聖夜に舞い降りた灼熱のサンタクロース

校舎を出て、帰路に就きながら当時を振り返る。


はじめは黙りこくってて、何を言っているか聞き取れないくらい声が途切れ途切れだったこと。

無口だと思いきや、突然関西人が憑依して、私をベタ褒めしていたこと。

他にも、俺たち独り身仲間だねとか、チャコちゃんを撫でまくっていたとか。誠さんから清水くんのお酒事情を聞いたよとか。

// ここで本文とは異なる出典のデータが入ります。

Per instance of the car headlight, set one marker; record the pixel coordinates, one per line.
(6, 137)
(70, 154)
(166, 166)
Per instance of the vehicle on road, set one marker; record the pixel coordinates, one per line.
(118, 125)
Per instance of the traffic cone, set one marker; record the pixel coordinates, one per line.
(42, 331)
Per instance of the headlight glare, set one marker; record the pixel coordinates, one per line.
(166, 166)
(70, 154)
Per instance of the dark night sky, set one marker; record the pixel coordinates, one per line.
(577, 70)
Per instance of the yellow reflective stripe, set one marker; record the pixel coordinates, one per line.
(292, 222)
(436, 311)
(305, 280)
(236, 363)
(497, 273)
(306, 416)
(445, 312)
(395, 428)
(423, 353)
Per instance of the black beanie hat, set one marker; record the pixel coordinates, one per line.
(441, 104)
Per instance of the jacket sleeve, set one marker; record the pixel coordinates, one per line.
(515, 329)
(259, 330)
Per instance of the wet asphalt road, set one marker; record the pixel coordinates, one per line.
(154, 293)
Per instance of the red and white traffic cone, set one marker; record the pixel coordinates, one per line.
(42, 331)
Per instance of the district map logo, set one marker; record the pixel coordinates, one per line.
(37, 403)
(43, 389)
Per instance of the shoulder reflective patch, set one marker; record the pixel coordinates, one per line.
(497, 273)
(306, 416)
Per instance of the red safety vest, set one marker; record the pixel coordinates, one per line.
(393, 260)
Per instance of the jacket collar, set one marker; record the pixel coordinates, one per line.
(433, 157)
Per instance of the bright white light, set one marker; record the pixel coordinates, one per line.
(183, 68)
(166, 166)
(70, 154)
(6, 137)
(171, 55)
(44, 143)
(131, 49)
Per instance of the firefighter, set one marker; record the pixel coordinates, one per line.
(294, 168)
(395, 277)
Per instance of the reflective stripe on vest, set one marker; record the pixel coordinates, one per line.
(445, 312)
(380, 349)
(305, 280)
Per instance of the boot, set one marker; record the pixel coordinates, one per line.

「気を遣わなくていいから、覚えてる部分、全部教えてほしい」と懇願されたので、脚色はせず、ありのままを伝えた。



「こんな感じかな。とにかく、おしゃべりだった」

「そっか……。ごめんね、うるさかったよね」

「ううん! いつも静かだから、こんなに話すんだ〜ってちょっと新鮮だったよ」



手のひらで顔を隠し、そっぽを向いた清水くん。

失態を犯して合わせる顔がないと感じている人間に抱く感覚としては、少々おかしい気もするだろうけど。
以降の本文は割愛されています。